The Merchant of Venice
From the Playbill
The history of the 20th century has rendered The Merchant of Venice Shakespeare's most controversial play. A recent production in Israel was the cause of near riots. As we've discovered, some charitable foundations do not wish their name associated with even the study of this plays' explosive issues.
To stage literally Shylock's abuse at the hands of his Christian neighbors - who spurn him, kick him and spit in his face - lays any contemporary production open to charges of anti-Semitism and comparisons to the holocaust. At the very least, Shylock's plight makes audiences uncomfortable. If Shakespeare considered it a comedy, it is certainly one of the darkest in his Folio. So why did our Immortal Bard write it? Could his motive have been crass commercialism?
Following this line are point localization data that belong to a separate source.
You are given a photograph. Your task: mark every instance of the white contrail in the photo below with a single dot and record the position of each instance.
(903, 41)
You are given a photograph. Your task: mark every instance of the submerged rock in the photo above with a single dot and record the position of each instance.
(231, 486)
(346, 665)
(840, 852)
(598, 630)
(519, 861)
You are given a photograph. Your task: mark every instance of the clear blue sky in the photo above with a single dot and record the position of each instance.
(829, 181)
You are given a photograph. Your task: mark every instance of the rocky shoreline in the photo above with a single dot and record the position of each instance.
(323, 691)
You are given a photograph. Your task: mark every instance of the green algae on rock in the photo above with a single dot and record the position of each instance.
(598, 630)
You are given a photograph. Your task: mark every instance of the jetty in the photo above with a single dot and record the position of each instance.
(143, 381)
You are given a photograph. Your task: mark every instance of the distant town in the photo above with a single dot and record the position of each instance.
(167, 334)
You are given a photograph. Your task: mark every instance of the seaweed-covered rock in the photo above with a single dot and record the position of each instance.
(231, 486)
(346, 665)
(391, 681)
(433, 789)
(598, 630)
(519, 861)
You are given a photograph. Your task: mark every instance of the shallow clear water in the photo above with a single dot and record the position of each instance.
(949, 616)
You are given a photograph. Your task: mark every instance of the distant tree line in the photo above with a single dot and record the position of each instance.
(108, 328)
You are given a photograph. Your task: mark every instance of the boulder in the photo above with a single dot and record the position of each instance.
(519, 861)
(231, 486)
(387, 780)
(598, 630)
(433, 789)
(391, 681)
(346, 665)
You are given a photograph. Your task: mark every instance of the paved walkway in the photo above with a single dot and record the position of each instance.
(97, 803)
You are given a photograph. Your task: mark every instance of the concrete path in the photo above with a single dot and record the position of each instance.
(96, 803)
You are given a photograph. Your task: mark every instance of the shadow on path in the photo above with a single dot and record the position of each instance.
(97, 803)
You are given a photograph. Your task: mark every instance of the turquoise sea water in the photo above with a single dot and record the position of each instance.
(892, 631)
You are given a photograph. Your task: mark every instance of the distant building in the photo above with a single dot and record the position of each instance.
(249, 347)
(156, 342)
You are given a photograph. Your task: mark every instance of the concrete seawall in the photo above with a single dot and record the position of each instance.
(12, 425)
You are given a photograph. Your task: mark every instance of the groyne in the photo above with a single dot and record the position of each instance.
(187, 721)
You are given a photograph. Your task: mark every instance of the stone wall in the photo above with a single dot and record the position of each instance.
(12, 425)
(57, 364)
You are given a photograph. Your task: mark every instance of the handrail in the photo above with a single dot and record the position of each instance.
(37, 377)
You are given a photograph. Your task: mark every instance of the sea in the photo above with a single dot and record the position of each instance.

You bet!
Anti-Judaism was big box office in 1590's London...Marlowe's Maltese villain, appropriately named Barabas, the thief who went free while Jesus was crucified, was rotten to the core, monstrously murdering and gleefully dismembering Christians at every turn...But Shakespeare was Shakespeare and one can imagine the wheels turning in that famous balding pate as he created Shylock: a Jew certainly, and therefore a pagan, a miser and practicer of usery admittedly, officially condemned by the Church of England although undoubtedly practiced in a thriving town like London.
Furthermore, he hates Christians. It would be easy to lay it on with a trowel and create another Barabas. And Barabas spelled Box Office. But he just couldn't do it! 'Hast not a Jew eyes?...if you poison us do we not die?' Perhaps before he knew it, a complex and not wholly unsympathetic multi-dimensional character had emerged."